Monday, January 24, 2011
Some of you remember Walker’s Gift, a post about a talk given by Ian Brown, author of The Boy in the Moon. Brown's son Walker has a rare genetic condition and significant disabilities. Brown talked about how doctors never addressed the central question of the meaning of Walker’s life:
"It wasn't the keeping him alive or happy or from hitting himself that was most hard, it was that I didn't know what the meaning of his life was. Or whether he had an inner life. The most important question of all was about his soul. I don't know how you measure that in the medical world. That matters to the parent and it matters to the disabled child."
My son Ben is pictured above. I think many of us wrestle with the ‘why’ of our children's lives when their gifts don’t fall within conventional measures of success. And more importantly, with how we can ensure our child has a rich, and not diminished, life.
I’ve been reading The Four Walls of My Freedom, a memoir by Donna Thomson about raising her son Nicholas, now 21, who has cerebral palsy and is physically-dependent.

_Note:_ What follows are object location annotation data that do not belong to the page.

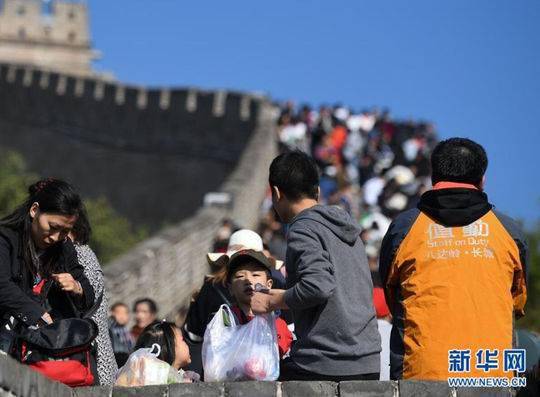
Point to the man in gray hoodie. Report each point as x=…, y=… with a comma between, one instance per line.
x=329, y=289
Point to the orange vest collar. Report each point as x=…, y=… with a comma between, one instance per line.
x=453, y=185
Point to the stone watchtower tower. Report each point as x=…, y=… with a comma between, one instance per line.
x=52, y=35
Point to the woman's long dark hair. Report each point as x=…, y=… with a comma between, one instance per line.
x=162, y=333
x=54, y=197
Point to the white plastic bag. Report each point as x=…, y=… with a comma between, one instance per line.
x=143, y=368
x=233, y=352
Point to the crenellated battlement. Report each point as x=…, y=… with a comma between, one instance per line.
x=229, y=104
x=157, y=145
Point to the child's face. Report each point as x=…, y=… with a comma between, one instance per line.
x=182, y=356
x=245, y=278
x=121, y=314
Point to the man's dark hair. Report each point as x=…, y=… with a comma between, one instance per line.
x=295, y=174
x=151, y=304
x=118, y=304
x=458, y=160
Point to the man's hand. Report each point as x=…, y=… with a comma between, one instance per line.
x=67, y=283
x=267, y=302
x=47, y=318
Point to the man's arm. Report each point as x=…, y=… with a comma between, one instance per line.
x=314, y=272
x=388, y=270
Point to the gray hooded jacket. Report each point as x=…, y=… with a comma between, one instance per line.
x=329, y=292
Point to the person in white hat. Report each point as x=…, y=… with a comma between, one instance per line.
x=214, y=293
x=241, y=239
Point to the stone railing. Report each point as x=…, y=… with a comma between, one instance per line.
x=20, y=381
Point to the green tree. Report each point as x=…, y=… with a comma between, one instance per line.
x=14, y=181
x=112, y=235
x=532, y=308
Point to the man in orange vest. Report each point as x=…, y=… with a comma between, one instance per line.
x=454, y=271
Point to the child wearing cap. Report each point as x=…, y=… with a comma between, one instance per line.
x=246, y=271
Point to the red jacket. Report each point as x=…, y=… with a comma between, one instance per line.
x=283, y=333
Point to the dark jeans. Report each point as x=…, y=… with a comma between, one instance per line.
x=290, y=371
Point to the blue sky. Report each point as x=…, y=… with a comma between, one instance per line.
x=471, y=67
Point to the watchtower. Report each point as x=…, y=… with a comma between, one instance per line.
x=51, y=35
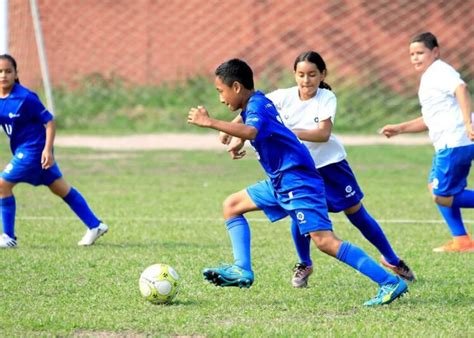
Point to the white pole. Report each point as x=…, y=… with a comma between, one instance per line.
x=4, y=26
x=42, y=56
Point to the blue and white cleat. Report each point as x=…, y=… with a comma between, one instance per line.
x=388, y=293
x=229, y=275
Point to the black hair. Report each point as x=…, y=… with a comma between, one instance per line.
x=316, y=59
x=235, y=70
x=427, y=38
x=12, y=61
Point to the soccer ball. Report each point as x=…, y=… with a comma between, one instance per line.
x=159, y=283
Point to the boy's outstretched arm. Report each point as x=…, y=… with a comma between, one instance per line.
x=200, y=117
x=413, y=126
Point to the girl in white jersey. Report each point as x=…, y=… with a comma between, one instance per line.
x=446, y=114
x=308, y=109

Thomson introduces us to the Capability Approach, a model developed by economist and philosopher Amartya Sen as a way of looking at poverty. But Thomson applies it to life with disability.
“The key idea of the Capability Approach is that social arrangements should expand people’s capabilities, or their freedom to promote whatever activities and lifestyle they value,” Thomson writes. “Sen argues that the central concern of having a decent and valued life worth living is that of freedom. It is not money and it is not 'accomplishments.' The approach examines the range of possibilities for human flourishing within a given set of circumstances, especially circumstances involving adversity.”
Thomson shares how she aggressively pushed for surgeries for her son to relieve unbearable pain from a dislocated hip that kept him in bed. “I wasn’t ready to give up on an active future for Nick,” she says. When a second surgery doesn’t yield the hoped-for results, she has to acknowledge that she expected too much from doctors.
“Now, I no longer hope for a future full of active verbs for Nicholas. I have accepted that he chooses to remain in bed almost all of his days because that is where he is most comfortable. Nicholas’ capabilities of being pain free and maintaining his dignity through choice and self-direction merge in his lifestyle nowadays. The German film director Werner Herzog once made a film about people with disabilities whom, he said, ‘experience the world on a very reduced level, but very richly.’ The riches that Nicholas enjoys are his friendships with his caregivers and with his friends and family.”
Thomson talks about how human worth is bestowed through relationships. “The essential worth of another is received love.”
Sen would describe Nicholas' decision to stay in bed as an adaptive preference – a choice one makes in circumstances of deprivation when other choices aren’t possible. “Nicholas exercises his adaptive preferences by saying that he is no longer interested in events and activities outside of his bedroom," Thomson writes. "But Nicholas prefers to view this as anything but tragic. There may be an important game on television that he doesn’t want to miss, or a new computer game to try out. He chooses a series of interesting activities to pursue each day within the small sphere of his room, and he is happy.”
This drives home our responsibility to look to our children – not to common cultural perceptions – as to what brings happiness. “…it is part of our job as people who love someone who is very dependent to redefine happiness and achievement,” Thomson says.
She notes that it’s challenging to measure the extent to which someone has a life they value. She shares an index she used to determine wellbeing in her family. Each member rates themselves in areas such as empowered to act; self-direction; harmony with nature; spiritual state; inner peace; play and fun; meaningful work; education and learning; beauty and creativity; community support; friendship; family relationships; and four elements of health.
Although Nick doesn’t speak, he seems to communicate well through a voice device. I’m not sure how an index like this would be used when the person can’t express their thoughts well.
Thomson goes on to call for a public/private partnership in supporting our most vulnerable citizens. “A fair trajectory for my caring years should not include me changing Nicholas’ diapers when he is 35 and I am 70.”
I haven’t finished reading the book, and Thomson’s suggestions for public policy changes that will give people with disabilities freedom to choose the lives they wish are yet to come. For example, I skipped ahead and noted that Thomson suggests parents of children with severe disabilities should be offered a residential placement at age 15. If the parents choose to keep their child at home, they should be entitled to the equivalent care costs to be used in the family home.
I am enjoying this book because I like the idea that we must redefine our notions of happiness and achievement to fit the needs, desires and values of our children. I’m still a bit fuzzy on how to determine what my son values most when communication is a challenge, and how to make it a reality given some of the big-picture barriers.